Die Armee bemüht sich, dass Beschränkungen für Waffenimporte durch das Friedensabkommen von 2006 aufgehoben werden. Sie interveniert auch aktiv in die Innenpolitik mit langatmigen politischen Dokumenten, die zu einer Volksabstimmung über Säkularismus und Föderalismus aufrufen und Nepals ersten Monarchen, König Prithvingrayan Shah, als Symbol nationaler Einheit hochhalten. Es gibt klare Anzeichen dafür, dass Vorbereitungen für eine Offensive gegen die Maoisten begonnen haben:

“Stete Beachtung der Formalitäten des CPA [Comprehensive Peace Agreement (Umfassendes Friedensabkommen [Eig. Übers.]] ist bei weitem nicht gewährleistet. Generäle haben ihren Wunsch nach einem entscheidenden „Friss oder stirb“-Angriff auf die Maoisten nicht verborgen. Sie haben zunehmend argumentiert, dass der Stillstand im Aufstand ausschließlich externen Faktoren zuzuschreiben sei und nicht der mangelnden Kapazität als Armee: [König] Gyanendra ließ sie im Stich mit seiner tollkühnen und unterentwickelten politischen Strategie, internationale Geldgeber froren ihre Unterstützung ein, als sie am dringendsten benötigt wurde. Die NA [Nepalesische Armee] wurde durch ihre eigene Entschlossenheit, möglichst wenige Opfer zu verursachen, eingeschränkt und die Maoisten als „fehlgeleitete Brüder und Schwestern“ und nicht als militärische Gegner zu behandeln.

Solche Argumente sind bestenfalls dürftig. Sie wurden nicht wegen ihrer Richtigkeit vorgebracht, sondern um verletzten Stolz wiederzugewinnen und, für einige, um das Argument zu unterstützen, dass Nepal eine „Sri Lanka Lösung“ braucht: Ein intensives blutiges Endspiel, in dem Prachanda den Part von Prabhakaran spielen würde, dem verstorbenen Führer der Tamil Tigers. […]

Einige in Indien haben ihre Bereitschaft publik gemacht, eine Herrschaft der Armee gegen maoistische Verankerung oder Unordnung hinzunehmen.”
ICG 2009b, S. 16f [Eig. Übers.]International Crisis Group: Nepal’s Future: In Whose Hands?. Asia report. Bd. 173. Kathmandu [u.a.] : International Crisis Group, 2009. 53 S.

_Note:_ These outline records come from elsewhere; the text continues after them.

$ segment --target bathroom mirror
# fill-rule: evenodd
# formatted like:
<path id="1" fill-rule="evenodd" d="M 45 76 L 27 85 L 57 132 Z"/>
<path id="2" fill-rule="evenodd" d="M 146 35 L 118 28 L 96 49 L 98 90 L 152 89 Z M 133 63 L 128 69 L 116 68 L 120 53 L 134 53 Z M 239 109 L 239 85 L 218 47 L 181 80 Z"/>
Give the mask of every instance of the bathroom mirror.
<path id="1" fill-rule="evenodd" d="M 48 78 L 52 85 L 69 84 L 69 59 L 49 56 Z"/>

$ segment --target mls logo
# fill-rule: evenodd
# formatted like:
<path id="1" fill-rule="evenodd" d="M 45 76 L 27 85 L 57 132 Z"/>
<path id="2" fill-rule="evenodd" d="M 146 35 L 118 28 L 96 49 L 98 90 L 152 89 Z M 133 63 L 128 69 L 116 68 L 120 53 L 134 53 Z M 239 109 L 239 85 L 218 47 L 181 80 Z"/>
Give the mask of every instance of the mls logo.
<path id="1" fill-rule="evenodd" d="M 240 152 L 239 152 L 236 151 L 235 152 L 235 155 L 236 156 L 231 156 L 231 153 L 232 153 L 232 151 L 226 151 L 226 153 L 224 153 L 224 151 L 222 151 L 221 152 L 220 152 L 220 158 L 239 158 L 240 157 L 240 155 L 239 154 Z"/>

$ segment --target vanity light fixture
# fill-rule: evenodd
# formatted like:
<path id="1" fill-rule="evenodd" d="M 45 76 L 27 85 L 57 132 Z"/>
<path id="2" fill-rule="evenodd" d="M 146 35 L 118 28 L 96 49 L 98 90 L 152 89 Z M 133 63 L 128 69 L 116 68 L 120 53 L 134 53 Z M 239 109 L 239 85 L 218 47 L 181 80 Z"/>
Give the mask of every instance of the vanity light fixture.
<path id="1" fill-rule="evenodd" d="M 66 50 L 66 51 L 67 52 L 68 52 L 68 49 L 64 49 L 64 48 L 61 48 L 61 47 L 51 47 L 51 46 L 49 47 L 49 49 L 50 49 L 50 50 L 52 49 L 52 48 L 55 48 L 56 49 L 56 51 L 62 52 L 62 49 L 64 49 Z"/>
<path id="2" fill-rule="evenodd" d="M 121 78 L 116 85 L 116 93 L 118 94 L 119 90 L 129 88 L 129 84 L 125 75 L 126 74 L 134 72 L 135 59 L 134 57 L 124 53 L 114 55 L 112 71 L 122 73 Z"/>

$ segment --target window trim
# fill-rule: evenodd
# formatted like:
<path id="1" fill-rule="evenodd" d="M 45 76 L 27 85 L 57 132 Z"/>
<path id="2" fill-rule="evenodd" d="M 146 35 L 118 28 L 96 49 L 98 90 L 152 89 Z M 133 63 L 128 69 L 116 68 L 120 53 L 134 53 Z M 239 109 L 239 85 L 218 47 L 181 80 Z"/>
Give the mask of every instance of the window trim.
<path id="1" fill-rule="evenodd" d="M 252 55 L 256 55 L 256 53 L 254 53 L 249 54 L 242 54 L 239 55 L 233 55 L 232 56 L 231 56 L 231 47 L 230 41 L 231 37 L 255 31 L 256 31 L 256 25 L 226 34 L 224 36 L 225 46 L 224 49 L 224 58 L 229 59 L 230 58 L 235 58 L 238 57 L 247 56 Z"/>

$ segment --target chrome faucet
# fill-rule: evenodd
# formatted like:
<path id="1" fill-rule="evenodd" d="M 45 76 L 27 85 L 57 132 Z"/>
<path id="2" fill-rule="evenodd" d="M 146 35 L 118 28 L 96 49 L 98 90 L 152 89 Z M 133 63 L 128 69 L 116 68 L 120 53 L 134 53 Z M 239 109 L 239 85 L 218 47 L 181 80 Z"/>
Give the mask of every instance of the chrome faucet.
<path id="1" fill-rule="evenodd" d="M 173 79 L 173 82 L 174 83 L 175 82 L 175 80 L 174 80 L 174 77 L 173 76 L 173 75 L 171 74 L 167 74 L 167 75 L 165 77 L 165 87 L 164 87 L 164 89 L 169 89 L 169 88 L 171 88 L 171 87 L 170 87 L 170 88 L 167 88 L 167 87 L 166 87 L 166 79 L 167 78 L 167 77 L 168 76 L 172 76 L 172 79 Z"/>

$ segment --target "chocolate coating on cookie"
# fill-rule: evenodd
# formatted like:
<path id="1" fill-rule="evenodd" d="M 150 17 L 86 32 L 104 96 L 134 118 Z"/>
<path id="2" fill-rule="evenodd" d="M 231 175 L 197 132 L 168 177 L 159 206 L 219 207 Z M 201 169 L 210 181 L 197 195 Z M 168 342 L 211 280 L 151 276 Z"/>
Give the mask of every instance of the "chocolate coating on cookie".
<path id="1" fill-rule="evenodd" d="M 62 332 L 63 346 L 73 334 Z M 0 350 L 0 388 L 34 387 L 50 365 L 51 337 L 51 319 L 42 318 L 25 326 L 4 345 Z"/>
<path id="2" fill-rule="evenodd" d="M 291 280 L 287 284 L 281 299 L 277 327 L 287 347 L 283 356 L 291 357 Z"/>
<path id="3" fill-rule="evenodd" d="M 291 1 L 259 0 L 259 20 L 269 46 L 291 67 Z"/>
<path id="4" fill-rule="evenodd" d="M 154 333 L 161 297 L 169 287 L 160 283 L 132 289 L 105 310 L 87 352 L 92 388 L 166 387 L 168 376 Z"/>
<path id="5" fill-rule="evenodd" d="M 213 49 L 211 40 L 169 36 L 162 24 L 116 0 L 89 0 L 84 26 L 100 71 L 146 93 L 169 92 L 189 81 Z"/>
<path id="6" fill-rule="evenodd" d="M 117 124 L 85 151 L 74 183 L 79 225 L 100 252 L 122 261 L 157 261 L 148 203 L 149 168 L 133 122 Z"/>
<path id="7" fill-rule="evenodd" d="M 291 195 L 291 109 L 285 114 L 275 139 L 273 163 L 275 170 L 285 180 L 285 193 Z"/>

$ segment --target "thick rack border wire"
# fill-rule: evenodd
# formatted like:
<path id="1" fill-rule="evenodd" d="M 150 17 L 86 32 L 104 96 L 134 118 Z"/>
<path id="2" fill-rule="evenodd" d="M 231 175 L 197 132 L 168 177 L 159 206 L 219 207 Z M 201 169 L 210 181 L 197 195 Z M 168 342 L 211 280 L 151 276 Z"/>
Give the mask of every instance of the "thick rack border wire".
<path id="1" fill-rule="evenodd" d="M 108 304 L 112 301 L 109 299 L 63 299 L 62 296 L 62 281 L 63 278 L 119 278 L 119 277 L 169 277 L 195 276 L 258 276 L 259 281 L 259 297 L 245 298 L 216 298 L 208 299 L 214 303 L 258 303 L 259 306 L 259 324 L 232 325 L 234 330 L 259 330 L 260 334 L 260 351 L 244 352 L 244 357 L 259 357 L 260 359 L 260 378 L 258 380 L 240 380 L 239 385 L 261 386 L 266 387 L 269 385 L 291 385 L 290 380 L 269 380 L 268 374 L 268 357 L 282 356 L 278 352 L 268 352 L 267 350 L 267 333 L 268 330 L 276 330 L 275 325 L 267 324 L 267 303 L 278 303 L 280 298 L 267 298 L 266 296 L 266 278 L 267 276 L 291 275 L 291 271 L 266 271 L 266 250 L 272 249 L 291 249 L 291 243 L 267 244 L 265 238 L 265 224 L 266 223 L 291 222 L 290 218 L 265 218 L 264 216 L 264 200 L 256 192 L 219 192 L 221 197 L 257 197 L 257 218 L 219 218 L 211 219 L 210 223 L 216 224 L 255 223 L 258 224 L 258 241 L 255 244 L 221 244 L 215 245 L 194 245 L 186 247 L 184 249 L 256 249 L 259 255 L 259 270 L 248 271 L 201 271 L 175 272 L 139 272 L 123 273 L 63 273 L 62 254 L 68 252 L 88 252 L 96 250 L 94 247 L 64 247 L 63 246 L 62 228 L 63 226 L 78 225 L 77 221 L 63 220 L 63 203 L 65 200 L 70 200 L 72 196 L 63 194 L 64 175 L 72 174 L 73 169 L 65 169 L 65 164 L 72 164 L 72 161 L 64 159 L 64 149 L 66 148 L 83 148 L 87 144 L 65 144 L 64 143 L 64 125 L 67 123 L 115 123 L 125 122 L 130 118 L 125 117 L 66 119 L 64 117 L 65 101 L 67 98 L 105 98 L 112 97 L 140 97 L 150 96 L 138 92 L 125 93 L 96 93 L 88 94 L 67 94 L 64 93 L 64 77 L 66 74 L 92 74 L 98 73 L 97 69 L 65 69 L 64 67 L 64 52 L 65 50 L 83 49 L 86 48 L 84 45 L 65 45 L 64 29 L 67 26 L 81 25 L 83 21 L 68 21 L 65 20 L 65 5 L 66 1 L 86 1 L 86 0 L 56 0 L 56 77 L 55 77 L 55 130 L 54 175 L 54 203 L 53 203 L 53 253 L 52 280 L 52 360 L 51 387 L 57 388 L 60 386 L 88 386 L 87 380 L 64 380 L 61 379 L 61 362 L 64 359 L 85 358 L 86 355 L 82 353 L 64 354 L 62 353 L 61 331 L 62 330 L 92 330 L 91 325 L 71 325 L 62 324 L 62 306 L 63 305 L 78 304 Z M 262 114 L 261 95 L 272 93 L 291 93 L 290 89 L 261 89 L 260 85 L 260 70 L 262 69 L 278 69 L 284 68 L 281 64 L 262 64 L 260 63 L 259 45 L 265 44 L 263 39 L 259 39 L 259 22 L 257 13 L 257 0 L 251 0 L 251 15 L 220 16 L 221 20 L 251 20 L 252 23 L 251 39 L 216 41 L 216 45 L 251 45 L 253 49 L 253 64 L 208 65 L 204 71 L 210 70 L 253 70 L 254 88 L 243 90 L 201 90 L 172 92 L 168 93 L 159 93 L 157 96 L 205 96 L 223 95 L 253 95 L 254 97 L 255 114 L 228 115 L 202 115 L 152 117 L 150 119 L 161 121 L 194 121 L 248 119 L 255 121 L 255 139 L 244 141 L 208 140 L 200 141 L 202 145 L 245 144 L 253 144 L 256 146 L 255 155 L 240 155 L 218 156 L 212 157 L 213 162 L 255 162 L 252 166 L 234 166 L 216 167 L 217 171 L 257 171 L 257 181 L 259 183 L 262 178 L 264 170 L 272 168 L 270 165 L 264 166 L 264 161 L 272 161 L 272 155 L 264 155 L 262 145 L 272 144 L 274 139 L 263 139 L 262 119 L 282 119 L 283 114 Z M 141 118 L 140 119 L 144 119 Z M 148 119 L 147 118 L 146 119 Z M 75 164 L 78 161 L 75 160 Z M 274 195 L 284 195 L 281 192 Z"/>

Im Dezember 2009 regte Nepals Botschafter in den USA, Sukhdev Shah, bedrohlich an, dass die Liquidation der PKI 1965 und die blutigen rechtsextremen Militärdiktaturen in Chile und Südkorea die nepalesische Bourgeoisie mit einem Modell für eine mögliche „letzte Option“ versorgen :

“Es wäre ein großes Risiko eine Wette darauf abzuschließen, wie sich die Ereignisse in den kommenden Monaten und Jahren entfalten werden, aber die gegenwärtigen Katz-und-Maus-Spiele von politischen Parteien und Maoisten werden den Konflikt wahrscheinlich für eine entscheidende Kraftprobe in den Blickpunkt rücken. Wenn dies passiert, wird [die] Armee eine größere Chance haben, den Sieg zu beanspruchen, unter der Voraussetzung, dass der Konflikt vor allem die Führung an der Spitze betrifft. Ein weiterer großer Unsicherheitsfaktor ist es, ob Nepal das Glück haben wird, dass einige starke Männer, wie Koreas Park Chung-He, Chiles Pinochet oder Indonesiens Suharto, die Gelegenheit wahrnehmen, um die Herausforderung der Unterdrückung Andersdenkender anzunehmen und die Mobilisierung der Staatsmaschinerie auf eine einzige Mission zu fokussieren: Den Aufbau einer starken und wohlhabenden Nation.

Angesichts so vieler Optionen, die über so viele Jahre ausprobiert wurden, um die Armut zu beseitigen und auf den fahrenden Zug von Wachstum, Wohlstand und Chancen zu springen, mag gerade diese letzte Option eine Chance auf Erfolg haben.”
Shah 2009 [Eig. Übers.]Shah, Sukhdev: Getting out of the quagmire. (2009-12-20)- myrepublica.com – News in Nepal.

Während Nepals herrschende Klasse klar erkennt, dass es einen fundamentalen Gegensatz zwischen den Interessen der Ausbeuter und denen ihrer Opfer gibt, verfolgen die Maoisten weiterhin die gleiche Strategie, die sich für die PKI als fatal erwies.